February 13 | 5 minute read | Professional Practice

RAAC-Lash

By: Mike Bird

RAAC-Lash

There is a lot of symbolism between the reinforced autoclaved aerated concrete (RAAC) crisis that has hit the news recently and the current general state of public services. The image of schools, hospitals, prisons, and court chambers physically falling to bits is an apt accompaniment to a public sector workforce that is underpaid, undervalued, overworked and very close to the end of its tether. There is more to it than just this though. I am reminded of the hilarious local poet Les Barker who sadly passed away in 2023.  His poem ‘The Inflatable Boy,’ about a land made up of inflatable schools, teachers, pupils, buildings, classrooms and lessons seems apposite. The poem centres on a naughty inflatable boy who having secretly smuggled an inflatable pin into his inflatable school begins to mischievously deflate everything around him. The final stanza outlines the scene of his reprimand with the inflatable headteacher, who had been patched up with a puncture repair kit, saying in a predictable teacher cliché: ‘You’ve let the teachers down, you’ve let the school down, and now you’ve let yourself down’ etc.

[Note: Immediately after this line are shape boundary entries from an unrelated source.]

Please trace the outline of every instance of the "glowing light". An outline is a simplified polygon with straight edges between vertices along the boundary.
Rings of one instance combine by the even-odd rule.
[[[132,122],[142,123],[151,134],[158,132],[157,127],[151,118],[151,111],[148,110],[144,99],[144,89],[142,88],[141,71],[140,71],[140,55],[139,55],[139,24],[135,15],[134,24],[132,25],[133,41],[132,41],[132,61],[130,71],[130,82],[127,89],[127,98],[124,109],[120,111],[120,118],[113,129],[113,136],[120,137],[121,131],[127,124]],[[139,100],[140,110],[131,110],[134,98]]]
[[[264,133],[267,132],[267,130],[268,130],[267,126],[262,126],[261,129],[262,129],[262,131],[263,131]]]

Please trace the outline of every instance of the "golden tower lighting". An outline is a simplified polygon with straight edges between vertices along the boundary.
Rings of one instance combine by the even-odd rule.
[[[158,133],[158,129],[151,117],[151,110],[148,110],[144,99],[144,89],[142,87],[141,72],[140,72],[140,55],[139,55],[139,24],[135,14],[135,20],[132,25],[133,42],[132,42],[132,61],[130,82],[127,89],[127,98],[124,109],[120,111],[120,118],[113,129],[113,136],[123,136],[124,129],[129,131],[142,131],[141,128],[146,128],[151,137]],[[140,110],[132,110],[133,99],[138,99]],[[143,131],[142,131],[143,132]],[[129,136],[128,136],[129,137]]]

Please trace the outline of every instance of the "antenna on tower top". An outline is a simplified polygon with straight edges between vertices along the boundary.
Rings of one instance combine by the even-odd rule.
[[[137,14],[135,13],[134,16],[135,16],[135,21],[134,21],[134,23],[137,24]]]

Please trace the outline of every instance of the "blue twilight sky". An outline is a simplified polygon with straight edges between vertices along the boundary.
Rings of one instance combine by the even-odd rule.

I am not a construction engineer nor an expert in resistant materials for building design.  Nevertheless, the notion that concrete can be ‘aerated’ does not seem very far from Les Barker’s imaginary ramblings about inflatable buildings.  The naughty child with a pin, in the case of the current RAAC crisis, is an applicable metaphor for the passage of time when short-term cost-saving decisions are made.  However, all building materials have a shelf-life and built into the contracts for maintenance and upkeep of buildings (not to mention the insurance for them) are schedules for their eventual replacement.  Once again, so it seems, the government appears to have been asleep at the wheel while the RAAC crisis has unravelled and the full extent of the problem is only now being uncovered.  This is despite the many warnings, including the partial collapse of a school building roof in Gravesend, Kent made out of RAAC in 2018.

So I am afraid it is not in this case the passage of time that has let us down, but those in charge.  I do not know much about Gillian Keegan the recently appointed Secretary of State for Education in England.  Knowing what it is like to step into a high-pressure role as a relative newcomer, however, I sympathise with her need for affirmation especially in the face of heavy criticism for a situation she does not feel responsible for.  To be expressing this need so publicly (admittedly while the cameras were not officially still broadcasting) speaks of desperation and despair.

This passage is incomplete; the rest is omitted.